# Speaking to somoene who isn't there



## Kimba (Jul 17, 2008)

I know this may sound like an odd question but I'm writing a scene about someone who is talking to something that isn't there. She talks to "it" with the hope that "it" answers her but "it" doesn't.

Okay, the main question here is, how to I write it in the dialogue? Basically, she is talking this "thing" while someone else who can talk to her is standing in front of her but she doesn't want to talk to the person who can talk back. Am I making any sense?


----------



## Linton Robinson (Jul 17, 2008)

Scripts generally don't tell you who is being addressed.
A characters speaks a line.

If they are speaking to somebody imaginary, you should only have to note that once:

Alice acts as though she's addressing another person, but there is nobody there

or some such.

This really ins't much of a problem.


----------



## Kimba (Jul 17, 2008)

Fair enough, but what if the person interacts with the person who can talk back - ie alternatively talking to the "imaginary person" and the other?
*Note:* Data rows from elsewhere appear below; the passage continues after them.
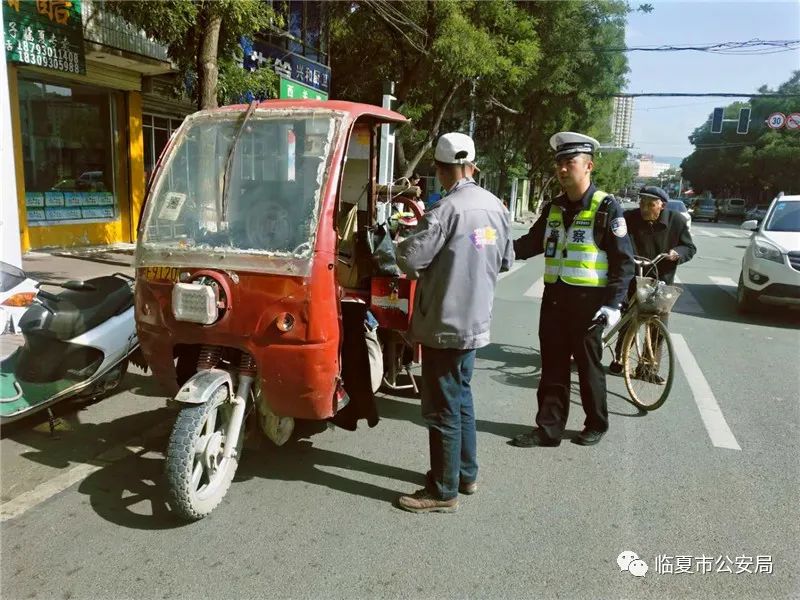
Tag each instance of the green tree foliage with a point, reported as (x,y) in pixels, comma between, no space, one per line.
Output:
(561,94)
(756,165)
(202,38)
(433,50)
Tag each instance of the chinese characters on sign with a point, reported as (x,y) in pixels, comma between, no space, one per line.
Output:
(687,565)
(44,33)
(290,89)
(287,65)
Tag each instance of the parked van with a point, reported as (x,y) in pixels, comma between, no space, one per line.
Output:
(733,207)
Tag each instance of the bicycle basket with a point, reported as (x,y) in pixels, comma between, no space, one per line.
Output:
(655,297)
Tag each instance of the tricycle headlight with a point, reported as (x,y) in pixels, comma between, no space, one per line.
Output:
(767,251)
(194,302)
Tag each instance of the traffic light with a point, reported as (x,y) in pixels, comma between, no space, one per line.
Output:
(716,120)
(744,121)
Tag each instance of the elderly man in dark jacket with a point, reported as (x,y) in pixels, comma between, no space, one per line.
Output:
(655,230)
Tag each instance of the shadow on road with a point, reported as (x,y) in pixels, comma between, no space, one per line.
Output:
(718,305)
(131,492)
(520,366)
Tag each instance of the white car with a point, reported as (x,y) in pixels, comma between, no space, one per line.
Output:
(771,264)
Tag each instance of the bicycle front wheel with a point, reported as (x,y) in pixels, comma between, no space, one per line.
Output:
(648,362)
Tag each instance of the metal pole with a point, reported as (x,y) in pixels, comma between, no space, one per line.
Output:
(386,166)
(9,213)
(472,111)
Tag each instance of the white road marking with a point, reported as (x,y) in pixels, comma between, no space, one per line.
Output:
(22,503)
(713,419)
(513,268)
(686,304)
(536,290)
(47,489)
(727,284)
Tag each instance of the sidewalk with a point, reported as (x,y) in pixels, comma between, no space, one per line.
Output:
(78,263)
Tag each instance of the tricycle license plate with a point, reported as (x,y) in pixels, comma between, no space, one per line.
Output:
(162,273)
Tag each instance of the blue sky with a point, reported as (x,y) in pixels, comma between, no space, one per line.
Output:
(661,125)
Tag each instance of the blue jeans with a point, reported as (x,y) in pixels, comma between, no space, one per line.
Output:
(448,411)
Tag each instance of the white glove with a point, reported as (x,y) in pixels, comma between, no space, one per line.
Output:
(612,315)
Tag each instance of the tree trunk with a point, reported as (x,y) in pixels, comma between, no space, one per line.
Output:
(433,132)
(208,71)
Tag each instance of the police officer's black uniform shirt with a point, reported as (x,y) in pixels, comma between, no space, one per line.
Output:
(618,248)
(669,232)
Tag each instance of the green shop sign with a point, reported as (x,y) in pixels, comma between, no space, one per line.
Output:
(44,33)
(296,91)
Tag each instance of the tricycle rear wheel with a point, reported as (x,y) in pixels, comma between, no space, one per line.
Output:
(198,476)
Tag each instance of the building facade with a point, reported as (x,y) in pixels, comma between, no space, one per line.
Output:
(621,121)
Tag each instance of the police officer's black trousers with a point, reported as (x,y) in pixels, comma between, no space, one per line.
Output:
(564,323)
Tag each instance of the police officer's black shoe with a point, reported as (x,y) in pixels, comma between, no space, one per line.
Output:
(535,437)
(589,437)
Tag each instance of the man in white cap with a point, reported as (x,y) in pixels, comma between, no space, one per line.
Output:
(588,266)
(456,252)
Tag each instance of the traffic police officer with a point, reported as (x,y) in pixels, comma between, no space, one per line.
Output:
(588,267)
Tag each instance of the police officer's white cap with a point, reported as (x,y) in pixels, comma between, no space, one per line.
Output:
(566,143)
(455,149)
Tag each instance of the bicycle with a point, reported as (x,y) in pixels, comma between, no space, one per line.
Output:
(646,338)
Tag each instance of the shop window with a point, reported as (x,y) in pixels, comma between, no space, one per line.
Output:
(68,153)
(156,130)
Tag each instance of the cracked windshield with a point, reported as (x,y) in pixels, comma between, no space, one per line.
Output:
(400,299)
(248,186)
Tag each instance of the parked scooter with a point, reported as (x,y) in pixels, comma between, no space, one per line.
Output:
(17,292)
(77,345)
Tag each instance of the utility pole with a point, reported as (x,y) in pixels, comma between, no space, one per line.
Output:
(472,111)
(386,166)
(9,213)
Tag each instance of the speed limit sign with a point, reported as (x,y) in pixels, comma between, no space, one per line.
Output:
(776,120)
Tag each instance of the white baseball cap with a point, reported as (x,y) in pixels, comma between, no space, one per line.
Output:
(455,149)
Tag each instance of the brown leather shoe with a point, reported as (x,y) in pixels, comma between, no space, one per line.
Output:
(422,501)
(466,488)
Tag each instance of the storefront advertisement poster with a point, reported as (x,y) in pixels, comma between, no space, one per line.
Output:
(54,198)
(72,198)
(45,33)
(62,214)
(99,212)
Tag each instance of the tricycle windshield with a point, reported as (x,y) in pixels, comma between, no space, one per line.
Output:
(240,190)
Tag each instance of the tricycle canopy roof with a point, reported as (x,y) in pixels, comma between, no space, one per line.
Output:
(355,110)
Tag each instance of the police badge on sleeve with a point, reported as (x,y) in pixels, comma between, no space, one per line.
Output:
(618,227)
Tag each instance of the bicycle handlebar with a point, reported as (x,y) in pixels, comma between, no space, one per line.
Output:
(642,262)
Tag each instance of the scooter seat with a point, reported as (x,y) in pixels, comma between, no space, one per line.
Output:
(78,311)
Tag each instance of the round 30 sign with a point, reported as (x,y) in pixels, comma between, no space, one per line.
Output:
(776,120)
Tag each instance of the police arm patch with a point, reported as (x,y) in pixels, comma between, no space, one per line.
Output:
(618,227)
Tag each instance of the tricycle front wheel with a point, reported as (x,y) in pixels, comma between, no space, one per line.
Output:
(198,476)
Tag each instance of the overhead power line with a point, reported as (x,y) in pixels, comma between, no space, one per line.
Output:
(693,95)
(749,47)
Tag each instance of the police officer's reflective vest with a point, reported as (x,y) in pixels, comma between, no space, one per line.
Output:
(573,255)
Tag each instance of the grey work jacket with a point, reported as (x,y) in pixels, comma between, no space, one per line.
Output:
(456,252)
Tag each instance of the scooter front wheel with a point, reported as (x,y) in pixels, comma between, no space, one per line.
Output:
(198,476)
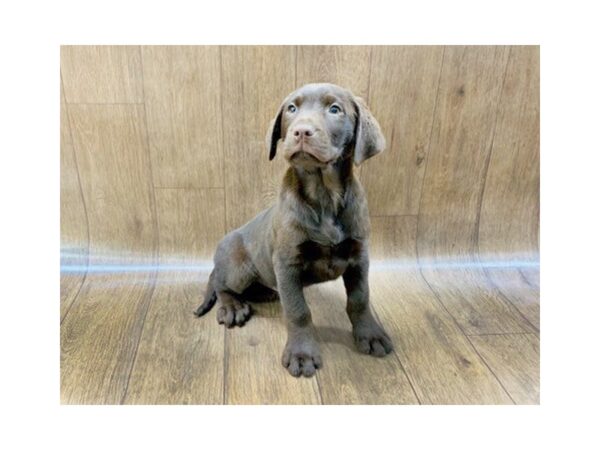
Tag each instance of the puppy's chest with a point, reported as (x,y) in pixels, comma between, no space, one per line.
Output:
(323,262)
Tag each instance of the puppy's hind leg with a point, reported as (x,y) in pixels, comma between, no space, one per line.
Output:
(233,310)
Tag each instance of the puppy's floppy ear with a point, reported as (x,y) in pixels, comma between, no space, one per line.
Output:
(274,134)
(368,137)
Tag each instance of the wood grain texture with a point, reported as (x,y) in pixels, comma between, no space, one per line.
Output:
(102,74)
(163,151)
(509,216)
(183,95)
(437,357)
(403,90)
(515,359)
(100,334)
(347,376)
(463,131)
(73,222)
(250,100)
(180,358)
(253,360)
(344,65)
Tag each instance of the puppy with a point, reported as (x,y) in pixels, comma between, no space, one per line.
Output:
(317,231)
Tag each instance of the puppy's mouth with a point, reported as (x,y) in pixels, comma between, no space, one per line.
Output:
(306,152)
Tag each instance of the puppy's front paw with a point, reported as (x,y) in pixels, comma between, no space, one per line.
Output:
(371,339)
(234,314)
(302,357)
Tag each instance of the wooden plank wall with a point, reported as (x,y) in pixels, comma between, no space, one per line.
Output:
(163,151)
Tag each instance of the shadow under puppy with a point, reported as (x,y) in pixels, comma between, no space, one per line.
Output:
(317,230)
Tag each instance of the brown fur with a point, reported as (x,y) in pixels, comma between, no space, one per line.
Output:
(317,231)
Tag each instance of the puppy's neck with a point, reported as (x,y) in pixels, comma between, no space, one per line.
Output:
(324,188)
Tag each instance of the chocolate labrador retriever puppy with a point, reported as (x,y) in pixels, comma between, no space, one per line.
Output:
(317,230)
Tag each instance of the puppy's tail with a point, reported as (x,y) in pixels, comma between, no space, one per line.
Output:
(210,298)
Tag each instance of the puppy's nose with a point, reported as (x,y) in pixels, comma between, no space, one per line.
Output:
(303,131)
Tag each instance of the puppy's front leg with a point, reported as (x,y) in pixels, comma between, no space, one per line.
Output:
(369,336)
(301,355)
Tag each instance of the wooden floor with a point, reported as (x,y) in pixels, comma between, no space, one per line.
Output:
(464,334)
(162,153)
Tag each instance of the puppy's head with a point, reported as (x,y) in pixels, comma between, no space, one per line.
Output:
(320,123)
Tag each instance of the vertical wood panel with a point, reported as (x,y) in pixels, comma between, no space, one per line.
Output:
(463,131)
(180,357)
(344,65)
(73,221)
(404,84)
(509,217)
(464,158)
(182,89)
(437,357)
(102,74)
(255,80)
(509,221)
(100,334)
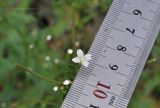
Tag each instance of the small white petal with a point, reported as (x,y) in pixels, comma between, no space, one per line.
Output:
(66,82)
(85,63)
(76,60)
(55,88)
(56,61)
(69,51)
(80,53)
(31,46)
(88,57)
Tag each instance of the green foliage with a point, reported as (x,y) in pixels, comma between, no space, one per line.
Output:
(24,26)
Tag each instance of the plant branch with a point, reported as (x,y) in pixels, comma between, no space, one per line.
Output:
(38,75)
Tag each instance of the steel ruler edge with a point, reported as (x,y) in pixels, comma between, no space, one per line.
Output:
(77,88)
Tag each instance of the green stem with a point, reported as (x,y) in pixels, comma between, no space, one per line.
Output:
(38,75)
(73,27)
(151,61)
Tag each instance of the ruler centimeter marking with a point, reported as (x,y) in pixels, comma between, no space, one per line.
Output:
(119,52)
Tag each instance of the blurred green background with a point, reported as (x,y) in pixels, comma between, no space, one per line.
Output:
(37,34)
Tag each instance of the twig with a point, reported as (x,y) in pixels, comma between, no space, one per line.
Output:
(38,75)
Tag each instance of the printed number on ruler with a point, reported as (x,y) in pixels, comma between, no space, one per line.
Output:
(120,50)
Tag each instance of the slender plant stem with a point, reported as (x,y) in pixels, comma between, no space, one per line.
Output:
(151,61)
(73,26)
(38,75)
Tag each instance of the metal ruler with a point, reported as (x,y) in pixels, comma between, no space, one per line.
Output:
(119,52)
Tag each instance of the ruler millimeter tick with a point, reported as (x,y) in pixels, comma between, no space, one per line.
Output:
(119,52)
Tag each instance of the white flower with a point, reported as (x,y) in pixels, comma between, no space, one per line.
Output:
(3,105)
(55,88)
(30,46)
(49,37)
(81,58)
(69,51)
(66,82)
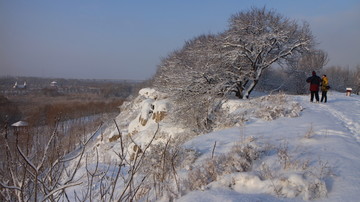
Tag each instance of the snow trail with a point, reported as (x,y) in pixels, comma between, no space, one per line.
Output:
(345,110)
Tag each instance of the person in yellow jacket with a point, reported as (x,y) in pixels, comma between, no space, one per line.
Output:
(324,88)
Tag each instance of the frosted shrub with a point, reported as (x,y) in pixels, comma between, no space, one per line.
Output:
(315,190)
(239,159)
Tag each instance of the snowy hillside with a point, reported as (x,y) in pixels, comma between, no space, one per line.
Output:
(325,136)
(269,148)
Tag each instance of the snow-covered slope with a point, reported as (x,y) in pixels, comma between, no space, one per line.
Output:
(278,148)
(325,136)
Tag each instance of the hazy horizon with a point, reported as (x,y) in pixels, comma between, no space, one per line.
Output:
(126,40)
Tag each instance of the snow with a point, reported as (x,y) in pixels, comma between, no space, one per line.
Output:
(301,150)
(335,140)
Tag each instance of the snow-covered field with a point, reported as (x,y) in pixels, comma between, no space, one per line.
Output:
(310,153)
(326,135)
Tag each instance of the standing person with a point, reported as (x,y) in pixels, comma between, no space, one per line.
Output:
(324,88)
(314,81)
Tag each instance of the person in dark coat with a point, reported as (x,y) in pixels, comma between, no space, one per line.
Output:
(314,81)
(324,88)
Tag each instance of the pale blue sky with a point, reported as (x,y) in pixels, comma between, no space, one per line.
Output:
(108,39)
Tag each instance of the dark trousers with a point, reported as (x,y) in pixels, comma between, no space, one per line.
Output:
(316,94)
(324,96)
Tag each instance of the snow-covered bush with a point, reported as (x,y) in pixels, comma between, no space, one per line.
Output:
(239,159)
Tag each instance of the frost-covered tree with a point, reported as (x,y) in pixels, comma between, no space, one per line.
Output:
(192,77)
(210,67)
(260,38)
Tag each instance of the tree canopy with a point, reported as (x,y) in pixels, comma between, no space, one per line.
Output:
(233,61)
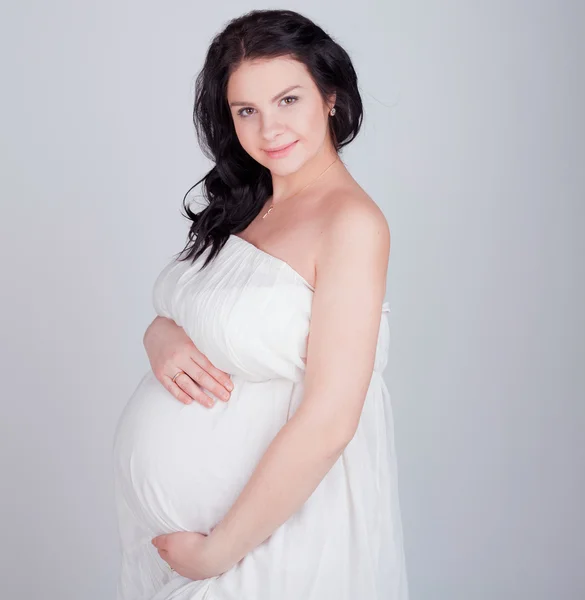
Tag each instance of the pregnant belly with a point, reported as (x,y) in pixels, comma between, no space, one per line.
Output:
(181,467)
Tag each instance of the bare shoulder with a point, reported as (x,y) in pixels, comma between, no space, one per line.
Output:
(352,221)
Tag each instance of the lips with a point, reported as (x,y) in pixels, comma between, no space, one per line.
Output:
(281,150)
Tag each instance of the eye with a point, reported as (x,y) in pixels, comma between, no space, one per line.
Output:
(241,111)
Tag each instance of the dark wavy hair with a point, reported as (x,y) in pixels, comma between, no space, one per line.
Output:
(237,187)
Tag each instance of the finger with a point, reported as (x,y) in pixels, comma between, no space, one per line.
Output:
(198,373)
(220,376)
(176,388)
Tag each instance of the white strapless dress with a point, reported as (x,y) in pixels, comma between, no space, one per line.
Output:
(181,467)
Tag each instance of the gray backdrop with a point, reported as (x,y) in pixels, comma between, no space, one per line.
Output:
(473,145)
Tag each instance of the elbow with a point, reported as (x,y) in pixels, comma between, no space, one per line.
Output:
(338,433)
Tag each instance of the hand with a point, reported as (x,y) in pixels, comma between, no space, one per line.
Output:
(191,554)
(171,350)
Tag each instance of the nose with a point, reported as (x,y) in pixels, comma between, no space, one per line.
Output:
(271,126)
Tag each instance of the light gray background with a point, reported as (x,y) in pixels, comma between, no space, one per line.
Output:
(473,145)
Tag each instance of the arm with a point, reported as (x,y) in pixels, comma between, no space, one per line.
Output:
(345,321)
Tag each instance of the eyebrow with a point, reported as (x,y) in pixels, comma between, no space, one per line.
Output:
(292,87)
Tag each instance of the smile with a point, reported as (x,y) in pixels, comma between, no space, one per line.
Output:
(282,151)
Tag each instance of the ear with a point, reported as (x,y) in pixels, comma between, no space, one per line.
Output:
(331,100)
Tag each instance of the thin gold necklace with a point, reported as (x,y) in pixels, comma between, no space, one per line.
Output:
(272,205)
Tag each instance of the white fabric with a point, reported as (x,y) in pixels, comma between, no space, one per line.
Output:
(181,467)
It's a little hard to explain but basically in my script, my main character is in a coma and has been hearing things in the ICU but her metal state is in the outback [ie the scene is set in the outback but she hears the ICU ambience etc]. The "person" she's talking to is actually the situation she's been placed it. In this scene she's "talking" to the situation as well as the person who is in the scene with her [her ex-boyfriend]


----------



## Linton Robinson (Jul 17, 2008)

In that case I'd make judicious use of the parenthetical   (To BF) when addressing the boyfriend  (Because if you use it for the imaginary playmate, who is it 'to")  with a line somewhere in there to the effect that she is speaking to shadows part of the time.


----------



## BMproductions (Aug 28, 2008)

I think the best thing to do when writing to someone who isn't there (or can't respond) is by rembering the keys to subtext. Even if nothing is said in return, there is still something to respond to (if that makes sense)


----------



## Linton Robinson (Aug 28, 2008)

Actually, I don't think ANY of it does.


----------